Gábor: I experimented with a bunch of tools. I mostly use Claude Code, though I use Gemini and ChatGPT for certain, often non-work tasks. For work I just use Claude Code — I’m not as much of a geek as you are, I don’t want to experiment constantly or switch tools every month; it’s good enough.
How has it affected me? I do a lot of “useless” side projects I wouldn’t otherwise do, to experiment and have aha moments. I review and write more, which is a productivity increase. There’s an interesting point some senior engineers have made: you’re supposed to work less because of AI. But I’d now rather do things myself — write the code — than outsource to a research assistant I’d have hired in the past. So for certain tasks I don’t hire people; I do it with AI, which means I work more. Am I more productive? Maybe. Do I work less? No — I do more, because instead of outsourcing I do it myself, and I take on more projects. I also do things that used to be too complicated: I’m not comfortable writing Python myself, but with AI I do text processing and work with text, where I have no formal training. So I use AI for many things — but has it completely changed what I do? I think the answer is no.
Eduardo: Back to augmentation.
Gábor: And the final point: honestly, a lot of what I do is still experimentation. Rather than bringing things into production or making a polished final product, I do a lot of prototyping — try something with AI, and if I like it, work on it more.
Advice to students
Eduardo: What would you want students — or future students — listening to remember from this conversation?
Gábor: The number one point: AI can do a lot of things, but we don’t exactly know what. So there’s great room for experimentation. Be brave — do things you don’t think you’d be able to do, then go back and understand as much as possible so you can judge the result. Experimentation is the most important skill, and it’s how you figure out what works. If you have a supervisor or a university, try to get money to buy tokens and use it to experiment.
Eduardo: Gábor, that’s all the time we have. Thank you very much for joining us — I’ll see you around the hallways.
Gábor: Thanks a lot.
Things mentioned
- Textbook: Békés, Gábor & Gábor Kézdi (2021): Data Analysis for Business, Economics, and Policy, Cambridge University Press — gabors-data-analysis.com
- Course: Data Analysis with AI — the open course materials
- Film: Arrival – a 2016 movie directed by Denis Villeneuve — Gábor’s running metaphor for how you develop “taste.”
- Tools mentioned: Claude Code, ChatGPT, Gemini, OpenRouter, open-weight models.
Memorable lines
“So you should say, No — even though I can do it, it’s not going to bring in an insight. This is what I mean by taste. It’s very important.”

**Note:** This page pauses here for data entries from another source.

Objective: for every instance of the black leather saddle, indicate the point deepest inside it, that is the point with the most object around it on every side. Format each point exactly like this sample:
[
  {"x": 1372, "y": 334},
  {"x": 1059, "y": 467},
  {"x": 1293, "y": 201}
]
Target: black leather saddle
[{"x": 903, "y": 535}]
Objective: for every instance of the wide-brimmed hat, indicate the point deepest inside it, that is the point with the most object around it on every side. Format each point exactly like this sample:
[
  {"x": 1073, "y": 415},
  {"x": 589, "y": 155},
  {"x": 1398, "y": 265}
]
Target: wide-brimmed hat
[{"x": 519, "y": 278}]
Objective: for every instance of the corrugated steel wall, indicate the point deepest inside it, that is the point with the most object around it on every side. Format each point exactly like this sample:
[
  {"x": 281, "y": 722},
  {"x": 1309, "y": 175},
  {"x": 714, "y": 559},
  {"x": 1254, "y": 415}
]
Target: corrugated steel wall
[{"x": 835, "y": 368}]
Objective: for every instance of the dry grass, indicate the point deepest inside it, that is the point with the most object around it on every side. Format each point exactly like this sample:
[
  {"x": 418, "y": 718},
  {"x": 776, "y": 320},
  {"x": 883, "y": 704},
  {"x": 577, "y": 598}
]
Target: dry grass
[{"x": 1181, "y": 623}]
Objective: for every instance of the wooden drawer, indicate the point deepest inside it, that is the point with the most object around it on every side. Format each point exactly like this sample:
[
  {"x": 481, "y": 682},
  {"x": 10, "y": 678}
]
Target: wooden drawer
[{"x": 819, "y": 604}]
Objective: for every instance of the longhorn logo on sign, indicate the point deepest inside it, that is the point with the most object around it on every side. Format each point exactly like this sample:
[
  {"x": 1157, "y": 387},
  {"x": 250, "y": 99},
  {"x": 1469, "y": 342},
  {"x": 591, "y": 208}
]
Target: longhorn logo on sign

“Having anything other than an in-class pen-and-paper exam is in jeopardy. Whenever students can interact with technology, examination as such is gone.”
“AI is at a stage where it can do a lot of things, but we don’t exactly know what. So there is great room for experimentation. You should be brave — do things you don’t think you’d be able to do, then go back and understand as much as possible so you can judge it.”
“The big picture is that we allocate resources — cutting some things and doing much more to figure out what AI means for us. That’s the biggest risk: not doing that.”
“The barrier is how an organisation is able to completely rewire itself to let this technology become part of everyday work and increase productivity.”
This page is a companion to the 2026 CEU podcast episode. The highlights and section headings are my own; the transcript is a lightly edited machine transcription, so treat quotations as close paraphrases unless checked against the audio.